Highlights & Insights¶
- Pioneering work in unified multi-modal generation: The first approach in autonomous driving to build a single model that simultaneously generates RGB, depth, and semantic tri-modal multi-view video, filling an important gap.
- Successful validation of the "shared latent space" hypothesis: Different modalities can indeed be effectively modeled through a shared 3D VAE with a small number of modal-specific layers, offering architectural insights for multi-modal generation.
- High engineering quality in condition design: Three-level conditioning inputs (global text, mid-granularity layout, initial frame reference) combined with a unified layout encoder make generation both controllable and flexible.

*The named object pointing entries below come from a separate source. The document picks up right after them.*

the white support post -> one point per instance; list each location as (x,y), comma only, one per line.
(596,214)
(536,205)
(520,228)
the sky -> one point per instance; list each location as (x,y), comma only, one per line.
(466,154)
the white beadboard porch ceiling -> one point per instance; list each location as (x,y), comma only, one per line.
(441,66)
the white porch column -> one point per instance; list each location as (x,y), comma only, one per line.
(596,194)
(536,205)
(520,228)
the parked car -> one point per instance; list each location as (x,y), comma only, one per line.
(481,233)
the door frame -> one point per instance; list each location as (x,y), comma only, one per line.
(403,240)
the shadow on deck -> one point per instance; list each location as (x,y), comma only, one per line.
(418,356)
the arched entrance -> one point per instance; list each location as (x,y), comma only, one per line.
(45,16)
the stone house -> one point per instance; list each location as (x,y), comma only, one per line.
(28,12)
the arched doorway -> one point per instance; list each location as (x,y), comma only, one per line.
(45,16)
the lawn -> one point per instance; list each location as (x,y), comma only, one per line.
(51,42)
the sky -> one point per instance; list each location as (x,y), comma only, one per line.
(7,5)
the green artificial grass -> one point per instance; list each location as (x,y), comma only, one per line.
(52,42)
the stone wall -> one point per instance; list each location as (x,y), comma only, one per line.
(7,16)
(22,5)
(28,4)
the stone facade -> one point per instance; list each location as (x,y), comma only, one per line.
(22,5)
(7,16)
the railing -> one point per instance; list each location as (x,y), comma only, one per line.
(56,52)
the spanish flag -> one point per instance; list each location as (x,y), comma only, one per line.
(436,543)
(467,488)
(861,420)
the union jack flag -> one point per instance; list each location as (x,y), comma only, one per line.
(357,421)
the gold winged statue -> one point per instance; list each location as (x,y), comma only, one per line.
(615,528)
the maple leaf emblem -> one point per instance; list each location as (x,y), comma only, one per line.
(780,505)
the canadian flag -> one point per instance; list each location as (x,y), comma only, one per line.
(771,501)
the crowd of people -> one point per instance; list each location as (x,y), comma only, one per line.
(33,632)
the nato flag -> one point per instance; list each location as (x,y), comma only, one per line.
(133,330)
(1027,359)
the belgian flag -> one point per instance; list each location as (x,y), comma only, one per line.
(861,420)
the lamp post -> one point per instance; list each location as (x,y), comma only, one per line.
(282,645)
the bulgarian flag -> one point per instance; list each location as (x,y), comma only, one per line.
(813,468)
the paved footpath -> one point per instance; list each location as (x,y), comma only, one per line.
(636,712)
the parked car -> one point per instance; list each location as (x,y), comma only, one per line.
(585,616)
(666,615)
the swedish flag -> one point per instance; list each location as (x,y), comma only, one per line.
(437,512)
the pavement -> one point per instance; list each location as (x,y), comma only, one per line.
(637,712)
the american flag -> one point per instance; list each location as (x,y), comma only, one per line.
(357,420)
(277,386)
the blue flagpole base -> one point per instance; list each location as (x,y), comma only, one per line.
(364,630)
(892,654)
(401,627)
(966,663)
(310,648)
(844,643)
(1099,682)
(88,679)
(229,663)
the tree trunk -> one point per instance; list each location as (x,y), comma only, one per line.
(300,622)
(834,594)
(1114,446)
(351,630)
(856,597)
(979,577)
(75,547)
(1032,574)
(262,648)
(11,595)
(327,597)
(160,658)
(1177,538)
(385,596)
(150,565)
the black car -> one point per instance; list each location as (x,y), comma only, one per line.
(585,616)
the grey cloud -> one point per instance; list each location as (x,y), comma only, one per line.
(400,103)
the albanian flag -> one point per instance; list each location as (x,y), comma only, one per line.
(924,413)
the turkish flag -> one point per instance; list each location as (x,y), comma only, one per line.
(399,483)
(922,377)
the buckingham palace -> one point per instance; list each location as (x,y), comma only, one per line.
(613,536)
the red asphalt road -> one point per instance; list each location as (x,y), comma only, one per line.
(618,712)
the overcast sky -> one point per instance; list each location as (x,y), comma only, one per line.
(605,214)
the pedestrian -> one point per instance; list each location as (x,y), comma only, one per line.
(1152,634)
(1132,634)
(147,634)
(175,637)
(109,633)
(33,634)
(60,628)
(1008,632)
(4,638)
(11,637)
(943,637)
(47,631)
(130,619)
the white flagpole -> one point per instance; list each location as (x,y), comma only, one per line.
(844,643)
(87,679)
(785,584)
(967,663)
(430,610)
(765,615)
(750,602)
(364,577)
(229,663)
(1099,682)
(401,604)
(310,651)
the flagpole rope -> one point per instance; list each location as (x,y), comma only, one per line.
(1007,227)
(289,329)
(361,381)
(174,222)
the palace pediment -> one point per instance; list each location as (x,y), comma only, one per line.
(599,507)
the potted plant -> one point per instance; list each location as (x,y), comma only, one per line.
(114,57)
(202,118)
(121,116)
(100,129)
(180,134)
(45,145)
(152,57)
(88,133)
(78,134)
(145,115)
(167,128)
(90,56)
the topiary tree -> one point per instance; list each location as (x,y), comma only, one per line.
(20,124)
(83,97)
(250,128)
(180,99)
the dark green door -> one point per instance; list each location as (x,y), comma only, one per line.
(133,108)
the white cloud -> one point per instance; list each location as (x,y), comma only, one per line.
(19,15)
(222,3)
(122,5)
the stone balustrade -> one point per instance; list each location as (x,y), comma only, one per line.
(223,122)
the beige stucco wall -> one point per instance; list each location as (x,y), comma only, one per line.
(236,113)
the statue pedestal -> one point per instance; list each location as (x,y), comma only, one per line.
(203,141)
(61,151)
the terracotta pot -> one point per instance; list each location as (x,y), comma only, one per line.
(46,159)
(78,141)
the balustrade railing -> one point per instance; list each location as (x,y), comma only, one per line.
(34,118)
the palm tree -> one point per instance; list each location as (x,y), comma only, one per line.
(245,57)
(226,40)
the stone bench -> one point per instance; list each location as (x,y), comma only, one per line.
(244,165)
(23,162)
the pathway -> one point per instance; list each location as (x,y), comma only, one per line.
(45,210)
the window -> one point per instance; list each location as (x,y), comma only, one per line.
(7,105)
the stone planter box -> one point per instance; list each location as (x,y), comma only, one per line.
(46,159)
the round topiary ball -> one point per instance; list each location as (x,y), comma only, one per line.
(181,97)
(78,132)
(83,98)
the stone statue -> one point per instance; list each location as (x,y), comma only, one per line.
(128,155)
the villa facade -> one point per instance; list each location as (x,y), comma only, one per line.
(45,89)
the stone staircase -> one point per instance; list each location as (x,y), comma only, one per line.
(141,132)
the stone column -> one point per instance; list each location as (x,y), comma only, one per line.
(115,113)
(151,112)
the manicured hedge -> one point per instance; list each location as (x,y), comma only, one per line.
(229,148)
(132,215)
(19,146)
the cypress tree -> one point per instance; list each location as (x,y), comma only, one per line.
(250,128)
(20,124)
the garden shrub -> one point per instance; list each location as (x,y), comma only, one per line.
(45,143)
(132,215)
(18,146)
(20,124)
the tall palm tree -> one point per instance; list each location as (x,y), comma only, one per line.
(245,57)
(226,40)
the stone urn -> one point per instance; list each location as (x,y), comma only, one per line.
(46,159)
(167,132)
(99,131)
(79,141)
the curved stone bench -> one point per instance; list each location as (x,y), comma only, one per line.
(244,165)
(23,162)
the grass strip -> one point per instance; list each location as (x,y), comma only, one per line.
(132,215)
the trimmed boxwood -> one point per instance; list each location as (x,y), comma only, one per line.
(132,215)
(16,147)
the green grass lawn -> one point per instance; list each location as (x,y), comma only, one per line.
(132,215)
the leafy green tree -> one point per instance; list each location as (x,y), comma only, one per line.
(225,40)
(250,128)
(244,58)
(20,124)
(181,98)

- Scene style editing support: Modifying the text prompt enables generation of driving scenes under different time-of-day and weather conditions.
Limitations & Future Work¶
- Limited quality of depth and semantic pseudo-labels: Training depth maps are derived from Depth-Anything-V2 and semantic maps from Mask2Former rather than ground truth; real multi-modal annotations would likely yield further improvements.
- Poor generation quality in distant regions: Long video generation exhibits noisy artifacts in distant areas, possibly due to temporal compression in the 3D VAE discarding fine-grained details.
- High computational cost: Unifying multiple modalities introduces additional parameters and computation from modal-specific layers; training time and inference speed are not reported.
- LiDAR modality not addressed: The method supports only RGB, depth, and semantic visual modalities, without extension to point cloud or other 3D sensor data.
- Future directions: (a) More efficient cross-modal information fusion; (b) Extension to additional modalities (optical flow, normal maps); (c) Joint optimization with downstream tasks (3D detection, planning).
Related Work & Insights¶
- vs MagicDrive/MagicDrive-V2: The MagicDrive series encodes box coordinates and handles conditions independently; MoVieDrive instead uses 2D box map projections and a unified layout encoder, yielding a simpler design with better performance.
- vs UniScene: UniScene uses separate models for RGB and LiDAR generation; MoVieDrive achieves genuine single-model multi-modal generation.
- vs CogVideoX+SyntheOcc: The direct baseline competitor; MoVieDrive adds multi-view spatiotemporal blocks and cross-modal interaction layers on top, improving FVD by 22%.
- Insights: The modal-shared + modal-specific framework design is generalizable to other multi-modal generation tasks; the unified layout encoder's condition fusion strategy is worth referencing.
Rating¶
- Novelty: ⭐⭐⭐⭐ First unified multi-modal multi-view driving scene generation framework with a well-motivated architecture.
- Experimental Thoroughness: ⭐⭐⭐⭐ Dual-dataset evaluation on nuScenes + Waymo with thorough ablation and visualization analyses.
- Writing Quality: ⭐⭐⭐⭐ Clear structure, highly informative method figures, and a complete notation system.
- Value: ⭐⭐⭐⭐ Significant value for autonomous driving data synthesis; unified multi-modal generation reduces deployment complexity.